Sarah straightened up in her chair. “You’re kidding me.”
“What are the odds, right? Candle Lake resident John O’Hara hasn’t been seen for over twenty-four hours.”
Hummel was right. Sarah was only passing through. The first rule of catching a serial killer? Always go where the warmest body is.
Good-bye, Park City. Hello, Candle Lake.
All courtesy of the second rule of catching a serial killer.
If at all possible, get lucky.
Chapter 40
GATE B20, TUCKED into the corner of the Delta terminal at Kennedy Airport, was stuffed to the gills with would-be tourists, all of them waiting—and waiting and waiting—to board their flight to Rome, which had been delayed at first for two hours and then again for an additional hour that Sunday afternoon.
Tempers were running a bit high.
Meanwhile, batteries were running low. No wonder every outlet at the free charging station in the corner was spaghetti-jammed with cords for a slew of phones and MP3 players.

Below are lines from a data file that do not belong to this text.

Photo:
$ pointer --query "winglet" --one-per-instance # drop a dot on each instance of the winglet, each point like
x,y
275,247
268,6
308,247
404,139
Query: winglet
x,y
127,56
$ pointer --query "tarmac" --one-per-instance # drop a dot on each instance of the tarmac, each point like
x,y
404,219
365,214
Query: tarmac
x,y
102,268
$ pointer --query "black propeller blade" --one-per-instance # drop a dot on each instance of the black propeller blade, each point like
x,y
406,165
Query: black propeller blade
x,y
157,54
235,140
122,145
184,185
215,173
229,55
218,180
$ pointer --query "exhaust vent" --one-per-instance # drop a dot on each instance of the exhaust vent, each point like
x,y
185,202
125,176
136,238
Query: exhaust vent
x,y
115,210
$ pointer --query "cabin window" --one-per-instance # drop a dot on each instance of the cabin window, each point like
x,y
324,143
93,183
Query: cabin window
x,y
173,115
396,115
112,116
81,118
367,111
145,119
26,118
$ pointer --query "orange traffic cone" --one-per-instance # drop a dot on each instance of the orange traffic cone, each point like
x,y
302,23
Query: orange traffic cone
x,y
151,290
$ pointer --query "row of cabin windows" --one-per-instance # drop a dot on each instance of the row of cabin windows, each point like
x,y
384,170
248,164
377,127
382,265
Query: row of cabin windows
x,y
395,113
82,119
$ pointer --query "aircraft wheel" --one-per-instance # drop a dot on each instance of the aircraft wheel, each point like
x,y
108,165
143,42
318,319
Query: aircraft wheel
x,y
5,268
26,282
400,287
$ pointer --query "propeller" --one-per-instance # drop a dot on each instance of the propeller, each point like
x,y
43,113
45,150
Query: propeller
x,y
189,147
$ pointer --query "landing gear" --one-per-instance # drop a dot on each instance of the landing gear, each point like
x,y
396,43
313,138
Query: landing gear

Some kilowatt-slurping fool had even brought his own power strip to provide some additional outlets for five iPads, one for each member of his family.
Perhaps the only two passengers not the least bit bothered by the delay were newlyweds Scott and Annabelle Pierce, who were camped out all lovey-dovey at one of the small tables in front of the Starbucks located a stone’s throw from the gate.
The two caffeine junkies had actually first met at a Starbucks. It was the one on East 57th Street between Lexington and Park Avenues in Manhattan—not to be confused with the Starbucks diagonally across the street, on the north side.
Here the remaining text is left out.